Forum Discussion

jethro_106302's avatar
jethro_106302
Icon for Nimbostratus rankNimbostratus
Apr 08, 2009

source port collision when using snatpool

Hi,

 

I'm having the problem described in https://support.f5.com/kb/en-us/solutions/public/5000/000/sol5089a.html for a few applications based on a half^H^H^Homebaked protocol I'm loadbalancing with bigip.

 

Theses requests have no kind of session, typically last no more than half a second, and clients run on windows systems (through citrix), hence rely on Microsoft source port selection algorithm which is incremental and by default uses the range 1024-5000 if I'm not mistaken. Servers run windows OS as well, and have the default TIME_WAIT setup.

 

On these bigip, I also loadbalance quite a number of applications not suffering from this problem. This is a one armed bandit loadbalancing setup, hence the need for snat to make sure the bigip sees the replies.

 

Users started complaining about failed connection attempts to the VIP for that protocol, and after investigation we noticed that sometimes, different client systems might connect to the VIP using the same source port, and get snat'ed using the same snat IP (thanks to the client source port selection algorithm by MS). In such cases the first connection is OK, and other connections fail until the TIME_WAIT state is over for the first SNATIP:sport->NODEIP:dport socket registered on the node. (this is all described in SOL5089).

 

We tried using bigger snatpools, but still run into the problem occasionally. I know I have to options to make sure this wont happen again:

 

1/ change the architecture, and have the servers use the F5 as the default route, to avoid the need for snat pools. This isn't likely to occur if we can have other options because management staff doesn't like the idea of modifying the architecture for this critical pair of bigip.

 

2/ apply the workaround described in SOL5089 which I think will severely impact my ability to debug problems at the network level when needed. For the moment, I can easily make a link between client->F5 and F5->node flows because source port is preserved.

 

3/ lower the TIME_WAIT timer.

 

Other options I imagined are the following:

 

3/ use iRule to assign specific snatpools for different kind of clients connecting to this VIP based on info I can extract from the protocol (I'm already doing some kind of X-Forwarded-for for this traffic, and know there are fields I can base my decision on to pick a snatpool).

 

4/ Have the client application pick random ports, which would lower the probability of source port collision, but not make it disappear.

 

I'm looking for advice here.
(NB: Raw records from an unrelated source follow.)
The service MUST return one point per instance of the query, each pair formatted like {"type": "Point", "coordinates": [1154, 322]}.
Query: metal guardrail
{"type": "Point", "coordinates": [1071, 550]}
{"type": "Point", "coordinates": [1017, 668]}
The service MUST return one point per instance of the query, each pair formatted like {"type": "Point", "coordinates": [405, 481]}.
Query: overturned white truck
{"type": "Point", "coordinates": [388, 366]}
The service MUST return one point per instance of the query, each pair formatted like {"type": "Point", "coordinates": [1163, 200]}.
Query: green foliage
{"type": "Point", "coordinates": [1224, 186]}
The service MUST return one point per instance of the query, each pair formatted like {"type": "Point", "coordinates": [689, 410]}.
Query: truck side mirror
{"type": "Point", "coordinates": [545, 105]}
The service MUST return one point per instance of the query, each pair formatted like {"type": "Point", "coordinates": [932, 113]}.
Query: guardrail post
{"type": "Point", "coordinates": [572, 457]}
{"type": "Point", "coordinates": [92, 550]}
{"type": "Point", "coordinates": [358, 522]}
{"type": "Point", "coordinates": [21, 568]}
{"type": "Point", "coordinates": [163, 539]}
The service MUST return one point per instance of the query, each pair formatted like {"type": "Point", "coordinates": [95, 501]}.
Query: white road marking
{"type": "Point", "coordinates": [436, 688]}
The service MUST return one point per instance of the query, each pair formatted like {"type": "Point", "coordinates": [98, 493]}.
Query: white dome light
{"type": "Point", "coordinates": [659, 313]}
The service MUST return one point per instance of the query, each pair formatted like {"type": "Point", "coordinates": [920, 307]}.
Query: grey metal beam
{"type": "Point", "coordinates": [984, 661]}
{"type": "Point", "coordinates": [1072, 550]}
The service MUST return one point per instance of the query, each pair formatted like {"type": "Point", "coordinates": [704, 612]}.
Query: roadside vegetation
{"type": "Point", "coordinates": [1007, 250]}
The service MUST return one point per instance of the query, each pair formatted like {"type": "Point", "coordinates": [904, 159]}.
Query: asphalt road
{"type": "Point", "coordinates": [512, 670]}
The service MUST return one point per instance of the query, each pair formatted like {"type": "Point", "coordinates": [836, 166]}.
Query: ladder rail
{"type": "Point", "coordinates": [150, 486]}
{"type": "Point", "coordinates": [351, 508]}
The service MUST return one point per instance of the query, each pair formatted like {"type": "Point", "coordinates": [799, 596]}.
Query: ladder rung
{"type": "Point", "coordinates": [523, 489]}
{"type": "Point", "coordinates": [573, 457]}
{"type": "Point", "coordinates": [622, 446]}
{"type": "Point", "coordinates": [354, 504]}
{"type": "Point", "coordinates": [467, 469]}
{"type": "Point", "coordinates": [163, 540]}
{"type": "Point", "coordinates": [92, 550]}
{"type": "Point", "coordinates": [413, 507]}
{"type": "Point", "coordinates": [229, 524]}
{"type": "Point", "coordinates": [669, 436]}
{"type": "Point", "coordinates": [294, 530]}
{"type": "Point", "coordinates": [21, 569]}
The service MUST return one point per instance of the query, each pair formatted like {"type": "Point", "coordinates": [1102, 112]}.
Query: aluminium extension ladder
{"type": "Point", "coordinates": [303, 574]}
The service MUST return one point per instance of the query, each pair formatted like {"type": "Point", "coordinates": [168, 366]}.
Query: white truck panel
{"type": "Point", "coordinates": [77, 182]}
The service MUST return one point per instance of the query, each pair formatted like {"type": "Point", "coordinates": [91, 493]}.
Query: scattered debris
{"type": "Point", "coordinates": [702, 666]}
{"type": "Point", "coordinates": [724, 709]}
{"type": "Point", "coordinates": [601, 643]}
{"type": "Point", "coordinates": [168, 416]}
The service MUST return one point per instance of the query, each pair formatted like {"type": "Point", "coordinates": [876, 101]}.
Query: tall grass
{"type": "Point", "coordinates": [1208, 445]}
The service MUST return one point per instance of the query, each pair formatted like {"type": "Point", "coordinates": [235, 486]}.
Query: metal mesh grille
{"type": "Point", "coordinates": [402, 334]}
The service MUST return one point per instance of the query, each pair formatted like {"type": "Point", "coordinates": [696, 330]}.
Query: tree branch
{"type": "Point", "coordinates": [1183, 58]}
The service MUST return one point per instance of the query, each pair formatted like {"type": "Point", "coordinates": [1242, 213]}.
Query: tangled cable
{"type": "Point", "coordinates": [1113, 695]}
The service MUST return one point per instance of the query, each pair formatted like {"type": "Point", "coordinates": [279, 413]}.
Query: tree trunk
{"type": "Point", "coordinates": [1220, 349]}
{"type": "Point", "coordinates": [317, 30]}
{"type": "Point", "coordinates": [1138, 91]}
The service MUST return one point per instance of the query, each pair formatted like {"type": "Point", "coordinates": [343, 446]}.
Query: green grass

Am I right about 2/ or is it still easy to make the link using ISN and TCP seqnum? (I quite doubt that but would like to be proven wrong :p) Can I use iRules to do something similar to TM.PreserveClientPort = disable only for a given number of VIP in case I'm right about 2/?

 

I hope my post is clear, feel free to ask for further information if needed, and thanks in advance for your inputs.

 

regards

2 Replies

  • I just read about the new translate iRule command from v10, would this help in such a case? Does it work on a per VS basis or not?
  • Hi,

     

     

    Your iRule idea of using different snatpools based on something in the protocol sounds pretty good. I don't know that your 2 would be that bad, I don't usually have to go to the level of matching up flows by ephemeral port, but I see your point. I don't think an iRule can manipulate db commands though.

     

     

    Denny